Darwin Days at ISU consisted of two events put on by two student groups at Iowa State University: the newly founded Freethinkers Alliance for Tolerance and Ethics and the 10 year old Atheist and Agnostic Society. FATE hosted “Darwin and Me: A Panel Discussion on Science and Religion” on Thursday February 12 at 7pm in the Cardinal Room of the ISU Memorial Union. AAS hosted DJ Grothe who presented “Darwin Made Me Do It: Secular vs Religious Ethics” on Friday February 13 at 7pm in the Campanile Room of the ISU Memorial Union.
Funding from the Secular Student Alliance was used to publicize both events, resulting in attendance that was much higher than we had imagined: about 120 attendees at the panel discussion (which was well over fire code for the room) and about 80 attendees for DJ Grothe (despite the event being immediately after a severe snowstorm on a Friday night).
We had about 20 new members sign up for FATE, and 5 new members for AAS. One third to one half of the people attending the panel discussion were community members from local churches, and many people attending DJ Grothe’s talk were already on the AAS mailing list, so the low number of new members is not very surprising. While the events were not effective in recruiting new members, they certainly were effective in improving visibility of both FATE and AAS on campus, which we think will eventually lead to improved recruitment for both organizations.
To compose the panel for Darwin and Me, we contacted religious student groups, known religious professors in the sciences, and personal contacts such as professors and colleagues of club members. This search resulted in a panel of six:
- Abdelhamid Azzaz, Muslim graduate student in Biochemistry, Biophysics and Molecular Biology
- Michael Clough, Christian professor in the Center for Excellence in Science, Mathematics and Engineering Education
- Clark Ford, New Age professor in Food Science and Human Nutrition, Bioethics
- Tom Ingebritsen, Christian professor in Genetics, Development and Cell Biology
- Nimer Mehyar, Muslim graduate student in Biochemistry, Biophysics and Molecular Biology
- Barbara Pleasants, Jewish professor in Ecology, Evolution, and Organismal Biology
The panel members shared their personal experiences in reconciling their religious faith and the teachings and books of their religions with the science they work with, particularly evolution.

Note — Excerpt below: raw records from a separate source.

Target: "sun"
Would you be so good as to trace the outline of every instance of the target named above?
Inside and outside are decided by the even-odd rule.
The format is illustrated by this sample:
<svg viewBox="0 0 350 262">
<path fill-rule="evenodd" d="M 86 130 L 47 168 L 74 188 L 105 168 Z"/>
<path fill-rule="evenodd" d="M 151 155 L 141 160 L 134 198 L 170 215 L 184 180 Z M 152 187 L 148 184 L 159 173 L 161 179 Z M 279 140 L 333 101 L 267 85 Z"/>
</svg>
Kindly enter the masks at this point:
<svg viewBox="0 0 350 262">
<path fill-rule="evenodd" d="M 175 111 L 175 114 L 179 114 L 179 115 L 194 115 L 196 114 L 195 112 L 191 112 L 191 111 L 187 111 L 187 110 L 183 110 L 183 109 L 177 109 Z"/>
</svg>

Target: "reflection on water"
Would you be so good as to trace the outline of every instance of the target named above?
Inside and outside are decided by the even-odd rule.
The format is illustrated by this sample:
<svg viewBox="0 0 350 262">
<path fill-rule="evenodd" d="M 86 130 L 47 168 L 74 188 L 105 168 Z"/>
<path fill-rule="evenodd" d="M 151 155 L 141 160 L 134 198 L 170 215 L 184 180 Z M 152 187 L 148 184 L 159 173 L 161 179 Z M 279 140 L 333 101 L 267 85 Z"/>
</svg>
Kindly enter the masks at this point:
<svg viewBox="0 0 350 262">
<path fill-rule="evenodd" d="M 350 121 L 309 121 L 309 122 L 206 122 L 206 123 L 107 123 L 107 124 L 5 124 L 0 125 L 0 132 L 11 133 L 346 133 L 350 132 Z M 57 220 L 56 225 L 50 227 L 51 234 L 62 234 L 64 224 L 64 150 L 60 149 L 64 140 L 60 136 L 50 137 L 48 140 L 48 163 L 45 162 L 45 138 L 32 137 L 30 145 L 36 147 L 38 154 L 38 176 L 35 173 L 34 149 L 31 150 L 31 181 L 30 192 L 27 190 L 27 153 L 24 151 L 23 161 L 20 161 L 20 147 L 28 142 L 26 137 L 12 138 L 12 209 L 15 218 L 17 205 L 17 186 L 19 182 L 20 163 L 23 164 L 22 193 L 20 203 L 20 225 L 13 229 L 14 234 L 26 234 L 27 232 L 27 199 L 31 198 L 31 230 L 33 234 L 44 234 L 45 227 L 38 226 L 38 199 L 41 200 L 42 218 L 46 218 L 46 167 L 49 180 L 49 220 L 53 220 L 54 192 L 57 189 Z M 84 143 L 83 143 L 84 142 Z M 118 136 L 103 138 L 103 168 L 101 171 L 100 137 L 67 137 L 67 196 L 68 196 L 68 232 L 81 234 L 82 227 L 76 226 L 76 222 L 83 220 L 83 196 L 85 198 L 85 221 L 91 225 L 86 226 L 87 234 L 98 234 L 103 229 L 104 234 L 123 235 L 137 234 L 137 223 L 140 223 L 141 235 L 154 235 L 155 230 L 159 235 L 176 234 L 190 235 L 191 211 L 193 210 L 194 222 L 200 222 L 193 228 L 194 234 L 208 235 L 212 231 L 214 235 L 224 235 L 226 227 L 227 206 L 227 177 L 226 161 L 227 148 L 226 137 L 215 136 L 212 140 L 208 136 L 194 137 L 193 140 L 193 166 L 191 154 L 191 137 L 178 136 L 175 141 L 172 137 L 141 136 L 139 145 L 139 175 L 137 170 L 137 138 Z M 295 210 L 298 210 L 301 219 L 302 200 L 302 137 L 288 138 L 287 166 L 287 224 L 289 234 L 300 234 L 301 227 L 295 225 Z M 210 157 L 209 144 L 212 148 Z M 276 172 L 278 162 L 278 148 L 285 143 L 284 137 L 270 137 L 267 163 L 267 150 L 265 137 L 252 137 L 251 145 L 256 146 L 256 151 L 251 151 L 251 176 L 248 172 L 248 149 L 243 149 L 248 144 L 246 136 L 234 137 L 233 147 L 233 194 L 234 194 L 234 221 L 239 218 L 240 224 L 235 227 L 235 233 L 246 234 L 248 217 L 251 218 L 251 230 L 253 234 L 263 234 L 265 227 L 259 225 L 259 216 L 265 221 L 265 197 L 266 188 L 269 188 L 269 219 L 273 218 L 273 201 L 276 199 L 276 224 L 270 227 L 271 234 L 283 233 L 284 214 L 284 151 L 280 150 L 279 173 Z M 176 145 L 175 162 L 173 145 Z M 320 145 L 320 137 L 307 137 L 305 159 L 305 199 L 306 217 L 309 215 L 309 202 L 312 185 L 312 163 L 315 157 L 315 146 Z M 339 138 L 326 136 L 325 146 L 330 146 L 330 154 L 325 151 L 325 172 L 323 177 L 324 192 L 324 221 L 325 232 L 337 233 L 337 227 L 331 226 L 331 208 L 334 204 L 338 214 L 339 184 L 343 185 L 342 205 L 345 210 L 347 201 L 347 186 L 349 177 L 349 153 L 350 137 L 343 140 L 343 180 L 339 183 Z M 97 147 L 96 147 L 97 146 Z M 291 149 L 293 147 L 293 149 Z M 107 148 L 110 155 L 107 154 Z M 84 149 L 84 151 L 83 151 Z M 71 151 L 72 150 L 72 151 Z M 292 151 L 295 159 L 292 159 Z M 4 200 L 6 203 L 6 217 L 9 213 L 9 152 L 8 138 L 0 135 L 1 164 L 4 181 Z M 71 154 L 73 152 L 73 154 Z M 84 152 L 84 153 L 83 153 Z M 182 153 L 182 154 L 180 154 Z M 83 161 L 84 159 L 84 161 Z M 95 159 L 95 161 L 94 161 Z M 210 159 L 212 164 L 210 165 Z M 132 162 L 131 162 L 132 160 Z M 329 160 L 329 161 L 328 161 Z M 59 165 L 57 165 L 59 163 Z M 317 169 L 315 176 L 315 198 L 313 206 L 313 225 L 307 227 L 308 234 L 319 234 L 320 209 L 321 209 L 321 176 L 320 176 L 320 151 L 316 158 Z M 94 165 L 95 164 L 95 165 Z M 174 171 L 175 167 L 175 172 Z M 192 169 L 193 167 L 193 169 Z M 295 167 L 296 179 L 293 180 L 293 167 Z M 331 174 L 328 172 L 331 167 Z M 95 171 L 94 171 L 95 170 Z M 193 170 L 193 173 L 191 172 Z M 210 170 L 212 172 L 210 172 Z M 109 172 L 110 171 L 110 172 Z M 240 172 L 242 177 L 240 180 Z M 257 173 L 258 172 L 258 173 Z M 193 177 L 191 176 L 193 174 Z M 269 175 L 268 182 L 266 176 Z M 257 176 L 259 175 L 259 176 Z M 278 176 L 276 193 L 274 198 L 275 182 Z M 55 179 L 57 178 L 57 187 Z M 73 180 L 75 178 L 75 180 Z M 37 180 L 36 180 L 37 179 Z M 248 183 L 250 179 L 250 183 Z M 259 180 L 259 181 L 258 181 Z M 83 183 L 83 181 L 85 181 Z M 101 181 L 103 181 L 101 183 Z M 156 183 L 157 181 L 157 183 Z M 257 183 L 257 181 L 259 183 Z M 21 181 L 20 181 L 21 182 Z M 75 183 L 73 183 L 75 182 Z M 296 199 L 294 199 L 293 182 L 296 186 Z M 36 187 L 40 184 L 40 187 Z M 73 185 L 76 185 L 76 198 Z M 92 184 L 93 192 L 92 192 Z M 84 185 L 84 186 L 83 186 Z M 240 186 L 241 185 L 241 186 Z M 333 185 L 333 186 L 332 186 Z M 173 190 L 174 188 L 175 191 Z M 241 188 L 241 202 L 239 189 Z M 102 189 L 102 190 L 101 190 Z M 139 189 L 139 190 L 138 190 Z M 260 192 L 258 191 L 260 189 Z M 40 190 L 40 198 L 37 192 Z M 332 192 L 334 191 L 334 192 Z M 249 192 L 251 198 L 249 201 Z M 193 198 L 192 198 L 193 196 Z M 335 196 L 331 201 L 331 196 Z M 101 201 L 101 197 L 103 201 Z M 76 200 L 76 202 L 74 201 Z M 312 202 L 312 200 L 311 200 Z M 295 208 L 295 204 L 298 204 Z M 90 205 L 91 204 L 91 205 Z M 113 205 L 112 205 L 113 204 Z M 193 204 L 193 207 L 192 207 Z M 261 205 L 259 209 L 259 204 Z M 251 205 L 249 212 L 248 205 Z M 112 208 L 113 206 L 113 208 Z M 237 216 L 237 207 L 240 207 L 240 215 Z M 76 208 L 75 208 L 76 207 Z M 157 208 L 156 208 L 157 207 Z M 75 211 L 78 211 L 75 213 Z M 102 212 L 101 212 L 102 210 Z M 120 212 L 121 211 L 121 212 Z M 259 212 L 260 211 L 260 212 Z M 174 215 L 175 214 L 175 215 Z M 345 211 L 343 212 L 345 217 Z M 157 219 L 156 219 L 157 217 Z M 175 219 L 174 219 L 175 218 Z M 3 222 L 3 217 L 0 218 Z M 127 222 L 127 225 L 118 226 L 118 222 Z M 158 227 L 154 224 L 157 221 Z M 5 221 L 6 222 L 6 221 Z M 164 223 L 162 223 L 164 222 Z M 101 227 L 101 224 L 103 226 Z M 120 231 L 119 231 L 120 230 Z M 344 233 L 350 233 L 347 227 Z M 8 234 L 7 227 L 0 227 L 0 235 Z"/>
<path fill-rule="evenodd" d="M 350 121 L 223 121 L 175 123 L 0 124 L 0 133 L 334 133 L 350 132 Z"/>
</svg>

A very significant point was brought up in response to a question asked by an attendee: when my children are taught about evolution, aren’t they also being taught about atheism? Each panel member took a moment to explain that evolution and religious faith are not related. We feel that this event was a very important service to the community, helping both students and community members to come to a greater understanding of the relationship between religion and science.
DJ Grothe was already scheduled to speak at UNI on February 12, so we were able to bring him to ISU with greatly reduced expense. His talk about the origin of religious ethics spurred much discussion, with a question and answer session lasting over a half hour. Bringing such a well known and well respected speaker to ISU helps club members and potential club members to recognize the prestige of AAS and will hopefully encourage them to become more involved in club activities.
Our advertising for these events was through many venues. An advertisement ran in the Iowa State Daily on Monday, Tuesday, and Wednesday for a total cost of $120. Additional ads were run on Thursday and Friday by the ISU Committee on Lectures, an organization that helps groups publicize events that are held in the Memorial Union for the benefit of the student body. Flyers publicizing each event individually were printed for a total cost of $25 and distributed by the official flyer distribution system for $25 in department mailboxes, dorms, Greek houses, and academic buildings throughout campus. 7 sandwich boards, made available for free rental by the ISU Government of the Student Body, were checked out and rotated through different locations throughout campus all week long. On the boards were large signs that were laminated to protect them from the elements throughout the week. Lamination was expensive, bringing the total cost of the signs to $75, but without it, rain would have destroyed the signs the first day they were out. The total advertising cost was $245. The Secular Student Alliance sponsored all of the advertising, and was recognized verbally at both events as being the sponsor that made all of our advertising possible, and was listed on all flyers, signs, the AAS and FATE websites, and Facebook events. Due to limited space, none of our sponsors were listed in the newspaper ads.
The ISU Interdepartmental Genetics department donated over $200 for birthday cake and sparkling punch for the panel discussion. They also purchased a slide advancing remote for the panel to use, as one was not available to us through other sources on campus. The Iowa Secularists donated $250 to pay for DJ Grothe’s travel costs. The Iowa Atheists and Freethinkers donated $50 for coffee, tea, and goodies for DJ Grothe’s talk. These sponsors were also thanked verbally and mentioned in all of our advertisements besides the newspaper ads.
These events would not have been such a great success without the help of our sponsors.